At Catering Kegs in Baton Rouge, a beer distributor near the stadium, the owner already has had a rough year after dozens of St. Patrick’s Day kegs were canceled last minute at the outset of the pandemic shutdowns, when he had just begun dying the beer green.
For owner David Olinde, LSU tailgating parties are the bulk of the fall business, though it’s been trailing off somewhat in recent years.
“The only sales I’ve been making are people who have coolers at their house and they restock the beer when they run out and have taps,” he said.
Mike Anderson II, second-generation owner of Mike Anderson’s Seafood near LSU, is bullish about the prospects for the fall.
“We’ve been blessed with very loyal customers,” Anderson said about the restaurant that’s been around for nearly five decades.
The dining hall has banquet rooms and is often a spot for players and teams to eat after the game.
Even without football, sales have been picking back up in recent weeks, especially to-go orders, he said.
“I don’t think it’s really going to affect us that badly.

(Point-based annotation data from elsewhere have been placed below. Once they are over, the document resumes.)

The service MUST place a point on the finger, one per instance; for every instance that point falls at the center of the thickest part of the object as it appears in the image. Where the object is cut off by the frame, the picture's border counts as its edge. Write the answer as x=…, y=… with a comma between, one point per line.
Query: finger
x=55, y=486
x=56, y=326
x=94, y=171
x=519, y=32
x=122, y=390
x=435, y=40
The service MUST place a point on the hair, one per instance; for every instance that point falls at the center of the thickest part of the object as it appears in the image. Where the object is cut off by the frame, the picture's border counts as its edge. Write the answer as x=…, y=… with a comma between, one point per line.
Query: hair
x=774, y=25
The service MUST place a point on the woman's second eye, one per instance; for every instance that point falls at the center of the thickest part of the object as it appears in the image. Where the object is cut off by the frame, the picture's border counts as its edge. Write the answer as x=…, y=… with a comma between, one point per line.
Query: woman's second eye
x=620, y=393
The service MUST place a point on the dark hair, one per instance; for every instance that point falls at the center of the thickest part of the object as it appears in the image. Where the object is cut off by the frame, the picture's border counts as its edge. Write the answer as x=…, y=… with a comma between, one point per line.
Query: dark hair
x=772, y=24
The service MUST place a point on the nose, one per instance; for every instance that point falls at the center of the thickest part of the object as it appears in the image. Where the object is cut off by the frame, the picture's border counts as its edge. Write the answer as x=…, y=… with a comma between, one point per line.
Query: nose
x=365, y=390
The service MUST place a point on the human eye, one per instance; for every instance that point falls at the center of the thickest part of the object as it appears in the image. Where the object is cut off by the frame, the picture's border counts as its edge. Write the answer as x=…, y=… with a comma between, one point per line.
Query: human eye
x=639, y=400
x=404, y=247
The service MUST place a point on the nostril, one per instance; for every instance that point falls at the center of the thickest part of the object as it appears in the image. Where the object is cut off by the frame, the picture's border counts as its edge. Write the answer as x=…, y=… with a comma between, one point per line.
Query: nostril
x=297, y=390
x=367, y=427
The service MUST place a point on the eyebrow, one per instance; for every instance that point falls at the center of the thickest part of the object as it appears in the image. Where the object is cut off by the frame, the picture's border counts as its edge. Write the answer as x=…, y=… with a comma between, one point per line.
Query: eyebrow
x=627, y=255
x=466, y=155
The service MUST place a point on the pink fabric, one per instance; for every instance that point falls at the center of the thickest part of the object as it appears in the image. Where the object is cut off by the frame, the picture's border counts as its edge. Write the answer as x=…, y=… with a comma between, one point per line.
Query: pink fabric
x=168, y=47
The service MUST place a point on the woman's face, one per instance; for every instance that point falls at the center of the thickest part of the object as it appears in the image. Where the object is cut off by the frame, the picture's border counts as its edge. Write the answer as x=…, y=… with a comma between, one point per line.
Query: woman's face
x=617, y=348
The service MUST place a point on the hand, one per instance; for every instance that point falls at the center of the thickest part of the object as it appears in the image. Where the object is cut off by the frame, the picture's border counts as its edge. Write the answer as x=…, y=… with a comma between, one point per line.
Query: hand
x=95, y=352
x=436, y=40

It’s going to hurt the community more,” Anderson said, if the season were postponed or canceled. “We always decorate the restaurant for home games with balloons and all the servers dress up. We’re always playing the fight song in the dining room with people cheering.”
The restaurant usually has 100 employees but it’s down to about 50. Still it expects to ramp back up for the fall whether there is football or not. It has started selling “family pack” meals in recent months, a first for the restaurant.
“I would rather us just get through the season and move on; everybody is in hard times right now,” he said. “This whole state is run off that football team,” he said. “It’s stressful. I try to stay optimistic, but we’ve got to fight every day.”